In the meantime, what can we do to encourage and develop a more culturally diverse workforce?
Research - search for and find regional culturally diverse artists. Who are they? Where? What are they doing?
Advocacy - actively promote diversity to schools and highlight the impact and benefit for all pupils.
Succession planning - Are there an opportunities for growth within the organisation? What support might some of these people need?
Support networks - Networks are extremely useful as a forum to discuss issues and concerns around working environments or access and can provide opportunities for members to learn from those who are leaders and can share their knowledge and experience.
Increasing the number of artists and music educators from under-represented is a challenge but parallel with this need to ensure our artists are represented is the need to look at our leadership of arts organisation and developing leaders of tomorrow.

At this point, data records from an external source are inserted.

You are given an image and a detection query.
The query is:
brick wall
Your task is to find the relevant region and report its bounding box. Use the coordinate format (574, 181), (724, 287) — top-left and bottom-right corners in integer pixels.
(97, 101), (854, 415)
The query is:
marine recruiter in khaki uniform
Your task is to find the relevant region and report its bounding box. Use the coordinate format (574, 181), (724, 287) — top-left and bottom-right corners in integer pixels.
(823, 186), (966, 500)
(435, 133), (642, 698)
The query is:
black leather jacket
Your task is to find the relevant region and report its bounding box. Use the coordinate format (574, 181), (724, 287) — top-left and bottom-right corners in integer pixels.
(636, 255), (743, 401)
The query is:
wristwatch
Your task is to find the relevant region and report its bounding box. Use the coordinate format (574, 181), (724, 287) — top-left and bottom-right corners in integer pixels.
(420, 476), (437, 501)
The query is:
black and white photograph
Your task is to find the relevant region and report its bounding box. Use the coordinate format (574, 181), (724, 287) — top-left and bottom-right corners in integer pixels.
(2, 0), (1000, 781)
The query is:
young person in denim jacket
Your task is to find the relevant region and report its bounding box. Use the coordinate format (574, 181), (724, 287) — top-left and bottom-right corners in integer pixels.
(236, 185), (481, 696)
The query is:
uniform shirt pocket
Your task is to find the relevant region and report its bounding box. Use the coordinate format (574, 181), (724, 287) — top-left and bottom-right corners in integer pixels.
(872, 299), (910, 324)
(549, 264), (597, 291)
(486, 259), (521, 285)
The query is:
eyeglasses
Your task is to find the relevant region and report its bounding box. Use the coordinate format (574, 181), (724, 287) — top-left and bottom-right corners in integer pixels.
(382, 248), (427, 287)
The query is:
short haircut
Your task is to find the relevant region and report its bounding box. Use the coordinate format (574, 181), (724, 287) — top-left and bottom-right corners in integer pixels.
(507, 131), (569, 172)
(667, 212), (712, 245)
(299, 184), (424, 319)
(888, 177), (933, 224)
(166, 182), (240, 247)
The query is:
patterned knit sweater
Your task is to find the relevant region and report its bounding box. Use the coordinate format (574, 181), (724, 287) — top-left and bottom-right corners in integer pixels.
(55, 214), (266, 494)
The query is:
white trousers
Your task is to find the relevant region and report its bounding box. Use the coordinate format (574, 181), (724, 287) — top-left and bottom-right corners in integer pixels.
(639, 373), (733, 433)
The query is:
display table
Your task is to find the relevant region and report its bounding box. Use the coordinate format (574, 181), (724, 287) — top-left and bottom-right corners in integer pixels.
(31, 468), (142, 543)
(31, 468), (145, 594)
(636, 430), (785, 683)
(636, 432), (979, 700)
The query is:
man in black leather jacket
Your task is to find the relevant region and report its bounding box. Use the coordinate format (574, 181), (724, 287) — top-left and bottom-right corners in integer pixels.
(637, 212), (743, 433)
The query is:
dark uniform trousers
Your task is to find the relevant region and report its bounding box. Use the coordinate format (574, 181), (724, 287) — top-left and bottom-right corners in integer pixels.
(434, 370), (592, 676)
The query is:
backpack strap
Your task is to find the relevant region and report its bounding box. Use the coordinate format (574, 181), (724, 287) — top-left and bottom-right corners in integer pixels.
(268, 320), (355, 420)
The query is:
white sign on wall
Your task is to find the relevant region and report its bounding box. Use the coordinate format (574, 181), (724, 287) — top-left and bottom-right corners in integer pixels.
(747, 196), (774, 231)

Now I am part of a leadership team, I am able to contribute through the skills and knowledge I posses but also present my perspective from the culture to which I belong and, more importantly, make things happen.
Conversations around diversity can make some people uncomfortable. Like they are being accused of something. They avoid it. No-one likes to be uncomfortable. Well guess what?
We need to get comfortable with being uncomfortable!
The truth is that there may be conscious or unconscious bias present. But more often it is simply not on organisation's radar. Not considered relevant. I believe it is more relevant now that ever. With the presidential race in the US and Brexit, we are in danger of putting power in the hands of people who don't want a more diverse society let alone workforce. People who would make us believe that diversity is a threat.
"The path to success is to take massive, determined actions" to quote Tony Robbins. So when you go back to your organisation ask the question: "Building a culturally diverse workforce. What are we going to do about it?"
We do what we do because we know the transformative powers of the arts. We also know that diversity is at the heart of what we do, know and love. Therefore I believe we have a responsibility to not only have conversations about diversity but to make a plan and take action. One day we might truly have a culturally diverse workforce. That is the world I want my daughter to grow up in. Don't you?